People were provided with their medicines when they needed them and in a safe manner.

The service had infection control policies and procedures which were designed to reduce risks to people.

Effective

Good

Updated 18 May 2018

The service was effective.

Staff were trained and supported to meet the needs of the people who used the service.

The Deprivation of Liberty Safeguards (DoLS) were understood and referrals were made appropriately.

People’s nutritional needs were assessed and professional advice and support was obtained for people when needed.

People were supported to maintain good health and had access to appropriate services which ensured they received ongoing healthcare support.

The environment was suitable for the people who used the service.

Caring

Good

Updated 18 May 2018

The service was caring.

People were treated with respect and their privacy, independence and dignity was promoted and respected.

People and their relatives were involved in making decisions about their care and these were respected.

Responsive

Good

Updated 18 May 2018

The service was responsive.

People’s needs were assessed, planned for and met. People's end of life decisions were documented and their choices were respected. People were provided with the opportunity to participate in meaningful activities.
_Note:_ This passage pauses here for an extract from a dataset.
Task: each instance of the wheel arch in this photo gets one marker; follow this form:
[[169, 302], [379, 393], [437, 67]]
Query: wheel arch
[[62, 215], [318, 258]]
There were ongoing improvements being made in the activities provision.

There was a system in place to manage people’s complaints.

Well-led

Good

Updated 18 May 2018

The service was well-led.

The service’s quality assurance systems supported the provider and registered manager to identify shortfalls, and address and learn from them. There were ongoing improvements being made in the Trust to further improve the service.

The service provided an open culture. People were asked for their views about the service and these were used to improve the service.